Basic Setup with Agent

import os
import uuid
from pipecat.services.ultravox import UltravoxRealtimeLLMService, AgentInputParams

llm = UltravoxRealtimeLLMService(
    params=AgentInputParams(
        api_key=os.getenv("ULTRAVOX_API_KEY"),
        agent_id=uuid.UUID("your-agent-id-here"),
    ),
)

One-Shot Call

from pipecat.services.ultravox import UltravoxRealtimeLLMService, OneShotInputParams

llm = UltravoxRealtimeLLMService(
    params=OneShotInputParams(
        api_key=os.getenv("ULTRAVOX_API_KEY"),
        system_prompt="You are a helpful assistant.",
        temperature=0.3,
        model="fixie-ai/ultravox",
    ),
)

One-Shot with Tools

from pipecat.services.ultravox import UltravoxRealtimeLLMService, OneShotInputParams

llm = UltravoxRealtimeLLMService(
    params=OneShotInputParams(
        api_key=os.getenv("ULTRAVOX_API_KEY"),
        system_prompt="You are a helpful assistant that can check the weather.",
    ),
    one_shot_selected_tools=tools,  # ToolsSchema instance
)

@llm.function("get_weather")
async def get_weather(function_name, tool_call_id, args, llm, context, result_callback):
    location = args.get("location", "unknown")
    await result_callback({"temperature": 72, "condition": "sunny", "location": location})

Join Existing Call

from pipecat.services.ultravox import UltravoxRealtimeLLMService, JoinUrlInputParams

llm = UltravoxRealtimeLLMService(
    params=JoinUrlInputParams(
        join_url="wss://your-ultravox-join-url",
    ),
)

Switching Output Medium at Runtime

from pipecat.frames.frames import LLMUpdateSettingsFrame

# Switch to text-only output
await task.queue_frame(
    LLMUpdateSettingsFrame(
        settings={"output_medium": "text"}
    )
)

# Switch back to voice output
await task.queue_frame(
    LLMUpdateSettingsFrame(
        settings={"output_medium": "voice"}
    )
)

Notes

  • Audio-native model: Ultravox processes audio directly rather than relying on a separate STT step.

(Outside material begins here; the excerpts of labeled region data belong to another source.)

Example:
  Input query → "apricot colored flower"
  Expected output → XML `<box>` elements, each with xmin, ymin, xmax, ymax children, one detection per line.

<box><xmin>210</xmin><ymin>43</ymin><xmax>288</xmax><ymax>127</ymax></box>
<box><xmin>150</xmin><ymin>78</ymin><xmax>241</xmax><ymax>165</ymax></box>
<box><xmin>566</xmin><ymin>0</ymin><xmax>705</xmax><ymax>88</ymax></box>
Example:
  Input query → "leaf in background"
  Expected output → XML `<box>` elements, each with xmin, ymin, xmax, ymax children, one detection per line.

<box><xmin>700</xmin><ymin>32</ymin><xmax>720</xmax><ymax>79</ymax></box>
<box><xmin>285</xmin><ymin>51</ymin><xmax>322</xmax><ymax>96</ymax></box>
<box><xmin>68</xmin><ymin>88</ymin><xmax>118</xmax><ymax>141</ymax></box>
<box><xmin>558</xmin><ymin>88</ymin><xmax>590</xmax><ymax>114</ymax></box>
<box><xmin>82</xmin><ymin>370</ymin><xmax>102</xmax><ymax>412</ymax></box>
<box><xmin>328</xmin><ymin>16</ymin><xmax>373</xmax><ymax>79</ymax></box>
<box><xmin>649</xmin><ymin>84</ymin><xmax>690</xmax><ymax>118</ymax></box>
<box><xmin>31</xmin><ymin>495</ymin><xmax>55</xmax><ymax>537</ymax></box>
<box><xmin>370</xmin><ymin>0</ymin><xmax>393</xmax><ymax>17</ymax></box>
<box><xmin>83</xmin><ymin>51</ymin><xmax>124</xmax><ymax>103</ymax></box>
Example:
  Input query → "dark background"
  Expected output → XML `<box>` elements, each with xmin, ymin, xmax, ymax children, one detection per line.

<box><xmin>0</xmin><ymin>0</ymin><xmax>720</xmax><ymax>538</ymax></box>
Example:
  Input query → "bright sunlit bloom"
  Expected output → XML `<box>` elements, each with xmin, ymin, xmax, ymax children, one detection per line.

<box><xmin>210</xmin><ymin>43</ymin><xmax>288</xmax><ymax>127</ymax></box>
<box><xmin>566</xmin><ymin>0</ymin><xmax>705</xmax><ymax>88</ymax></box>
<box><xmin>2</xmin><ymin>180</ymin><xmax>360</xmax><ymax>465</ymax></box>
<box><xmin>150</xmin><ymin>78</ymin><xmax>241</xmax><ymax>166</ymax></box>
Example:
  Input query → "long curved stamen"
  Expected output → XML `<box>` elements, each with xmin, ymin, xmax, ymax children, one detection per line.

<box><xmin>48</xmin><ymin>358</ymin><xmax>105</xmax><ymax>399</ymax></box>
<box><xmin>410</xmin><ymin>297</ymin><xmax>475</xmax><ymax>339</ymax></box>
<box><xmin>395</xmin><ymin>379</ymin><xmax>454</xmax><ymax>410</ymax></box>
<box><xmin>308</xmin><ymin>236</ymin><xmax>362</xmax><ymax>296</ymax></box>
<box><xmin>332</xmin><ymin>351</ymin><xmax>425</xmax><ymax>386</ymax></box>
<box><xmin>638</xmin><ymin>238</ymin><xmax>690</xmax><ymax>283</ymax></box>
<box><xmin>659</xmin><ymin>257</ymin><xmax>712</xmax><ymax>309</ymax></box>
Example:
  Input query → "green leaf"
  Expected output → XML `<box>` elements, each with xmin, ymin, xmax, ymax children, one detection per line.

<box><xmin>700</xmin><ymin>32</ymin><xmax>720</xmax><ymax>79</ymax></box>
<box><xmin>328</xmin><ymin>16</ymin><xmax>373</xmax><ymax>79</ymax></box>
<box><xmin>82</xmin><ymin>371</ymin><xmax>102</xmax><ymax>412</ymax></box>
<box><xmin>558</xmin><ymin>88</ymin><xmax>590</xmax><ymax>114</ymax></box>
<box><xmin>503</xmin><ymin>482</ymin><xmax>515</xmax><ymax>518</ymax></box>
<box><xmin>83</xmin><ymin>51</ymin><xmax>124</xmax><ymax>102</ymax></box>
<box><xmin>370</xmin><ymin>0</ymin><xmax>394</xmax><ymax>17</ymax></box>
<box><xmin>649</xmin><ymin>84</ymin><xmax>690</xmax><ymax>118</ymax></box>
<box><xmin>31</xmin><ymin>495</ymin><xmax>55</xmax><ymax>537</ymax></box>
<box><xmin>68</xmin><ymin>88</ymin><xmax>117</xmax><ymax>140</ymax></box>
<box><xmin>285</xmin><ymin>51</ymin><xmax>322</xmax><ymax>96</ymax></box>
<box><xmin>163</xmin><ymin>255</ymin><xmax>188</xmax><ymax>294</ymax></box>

Voice transcriptions are provided for reference but may not always align with the model’s understanding of user input.
  • Server-side context management: Ultravox handles conversation context server-side. The LLM context in Pipecat is only used for passing function call results back to the service.
  • Audio sample rate: The service uses a 48kHz sample rate. Input audio at different sample rates is automatically resampled.
  • Output medium: The service supports both "voice" and "text" output modes, switchable at runtime using LLMUpdateSettingsFrame.
  • Call duration limits: When using AgentInputParams or OneShotInputParams, you can set a maximum call duration between 10 seconds and 1 hour.
  • Tools with agents: When using AgentInputParams, tools are configured on the agent itself. Use one_shot_selected_tools only with OneShotInputParams.